In this tutorial, you're going to learn about stem-and-leaf plots. Sounds like a funny name, but they actually serve a really good purpose, and they're very versatile, too. Many quantitative data sets can be displayed in stem-and-leaf plots, and this is one of them. These are the 50 states in the United States, and these numbers are the percent of the public-- sorry. Percent of college students that are enrolled in public colleges. So in this state, 95% of its college students are in public schools. Whereas in this state, only 52% are.
To create a stem-and-leaf plot, we're going to first decide on a natural classification. Here, 10 seems like an obvious choice. Those are going to be our bins. We should also make a choice for our bins based on some digit. In this case, we'll go by the tens digit. If they were hundreds, maybe we'd go by the hundreds digit, but we could still go by the tens if we wanted to.
So what we're going to do is we're going to create quote, unquote stems. These are going to be the stems based on the bins we selected. The 9 means that this is going to be a state with 90 or something in the 90s percent of their students at public school, as opposed to this one, where it's some number in the 80s. We'll write them in order, least to greatest or greatest to least, up or down the page-- it doesn't really matter-- to the left of some vertical line.
Next, we're going to list the values by their ones digit ascending away from those stems. And those are going to be considered the leaves. When it's done, it will look like this. This means that 43% of the students in one state were at a public school. This means that in a state, there was 52. There was also 55. And 55. And 56. All of these numbers are from the 50s. All of these are from the 60s. All of these are from the 70s.
And notice, if a value appears more than once, we list it more than once. 80 appears three times, and so we list it, three 0s here. Notice, these numbers are ascending away from the stem.

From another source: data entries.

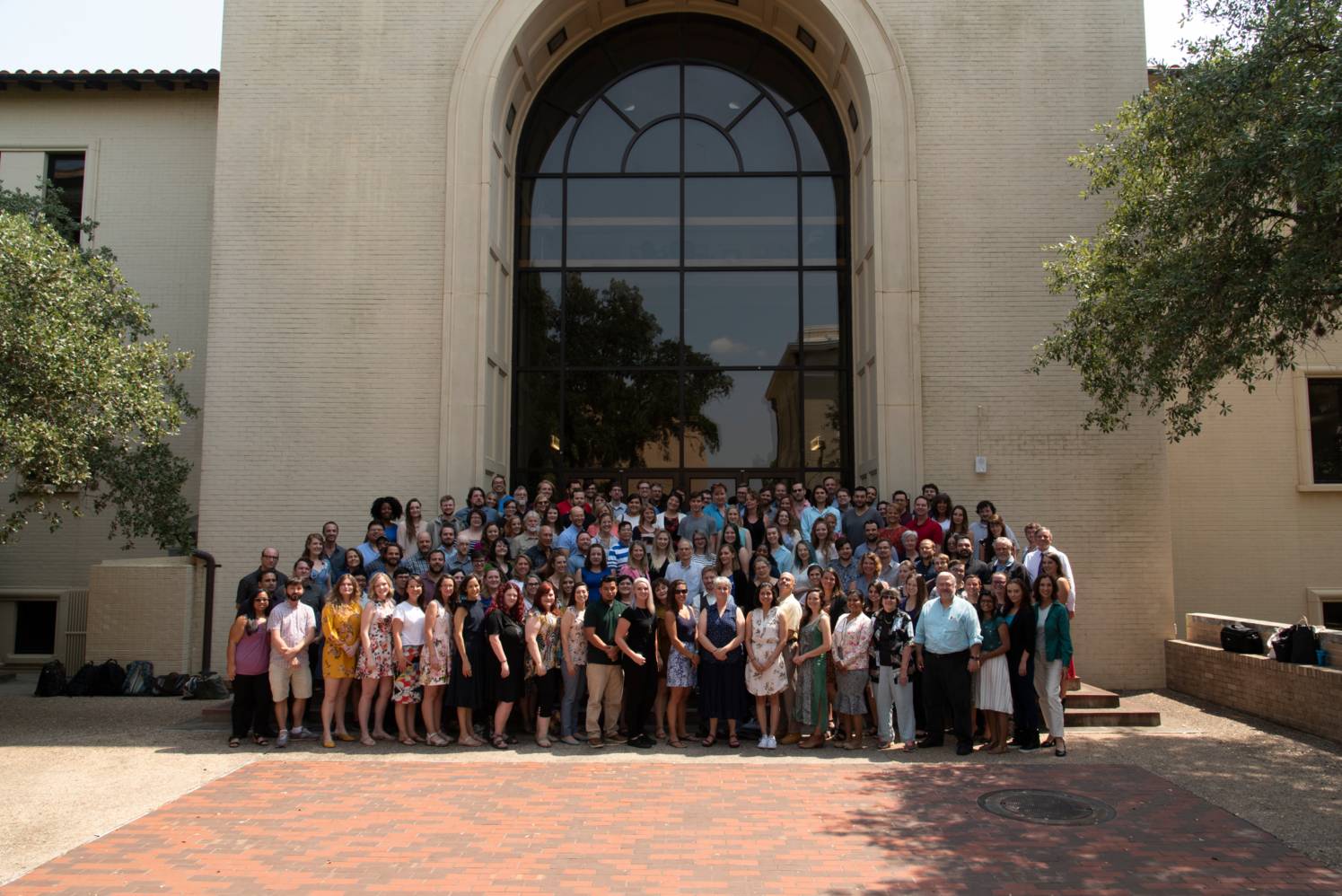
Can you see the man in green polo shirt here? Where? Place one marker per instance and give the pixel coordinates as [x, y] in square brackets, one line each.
[605, 678]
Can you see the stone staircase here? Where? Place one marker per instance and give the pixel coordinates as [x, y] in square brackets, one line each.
[1084, 706]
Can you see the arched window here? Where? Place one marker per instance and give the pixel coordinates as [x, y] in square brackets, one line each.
[682, 290]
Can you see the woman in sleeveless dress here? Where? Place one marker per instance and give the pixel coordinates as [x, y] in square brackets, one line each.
[767, 673]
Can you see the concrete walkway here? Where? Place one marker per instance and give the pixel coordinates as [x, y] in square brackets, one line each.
[83, 768]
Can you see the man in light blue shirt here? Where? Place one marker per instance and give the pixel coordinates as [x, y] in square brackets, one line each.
[946, 643]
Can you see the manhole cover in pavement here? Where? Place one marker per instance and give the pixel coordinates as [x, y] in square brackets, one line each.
[1047, 806]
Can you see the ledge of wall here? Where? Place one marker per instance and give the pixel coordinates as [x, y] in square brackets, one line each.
[1299, 697]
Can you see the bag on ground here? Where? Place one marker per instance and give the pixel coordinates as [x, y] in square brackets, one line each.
[51, 681]
[81, 683]
[140, 679]
[1238, 637]
[206, 686]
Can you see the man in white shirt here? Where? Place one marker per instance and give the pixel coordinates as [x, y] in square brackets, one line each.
[293, 627]
[683, 569]
[1044, 545]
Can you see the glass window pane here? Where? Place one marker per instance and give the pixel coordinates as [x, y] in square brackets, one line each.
[624, 220]
[764, 140]
[537, 416]
[740, 222]
[648, 94]
[821, 228]
[656, 149]
[615, 418]
[1326, 428]
[706, 149]
[740, 318]
[544, 140]
[624, 320]
[715, 94]
[539, 320]
[539, 241]
[742, 418]
[820, 302]
[823, 418]
[826, 146]
[601, 141]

Also notice that the 80s have more than any other-- any other grouping. In fact, they have more than twice as much as any other single grouping. This just sort of looks a little strange. And I wonder if there's anything we can do about that. As it turns out, there is, and we'll get to it in a minute.
But there's one more important feature of a stem-and-leaf plot. You need to be able to tell someone who's looking at this what they're looking at. So we know that this 6 bar 2 means there's a state that has 62% of its students going to public colleges. We'll tell the reader that by saying, in a key, 4 bar 3 means 43%. We're telling our reader how these numbers should be interpreted.
Now suppose that we decided that tens was too wide of a bin. Notice, there's a lot of 80s here. Four 81s, three 82s. There's a lot of 80s. What we could do is break it down to by fives, and then write two 8s, a low 8 and a high 8. 85 to 89 for the high, 80 to 84 for the low.
But if we're going to split one bucket, we need to split them all. It would look like this if you split the stems into lows and highs. Low 40s, high 40s. Low 50s, high 50s. Low 60s, high 60s. Et cetera. This, to me, is a little bit more of an appropriate visual than the first one.
Take a look at this set of GPAs, high school GPAs for these students. Pause the video and make a stem-and-leaf plot of these GPAs. What you should have come up with is something like this.
Now if you didn't come up with this, that's fine. I'll get to another one that you may have come up with in a minute. In my case, I say 2 bar 0 means the GPA rounds to 2.0. That's Jim. Jim's GPA rounds to 2.0. Even though it starts with a 1, he's not the 1.9. Isaiah at 1.94 is the 1.9. Jim is the 2.0. Amy at 2.95 is the 3.0. So I rounded these. And that's a legitimate thing to do.
If yours doesn't look like mine, you may have created something that looks like this, two-digit leaves. And that's fine. 4.00. 3.12 is a real GPA from the list. In fact, it's Tyler's GPA. In this case, you need a new key. 2 bar 23 means a GPA of 2.23. So this is a completely legitimate way to do it.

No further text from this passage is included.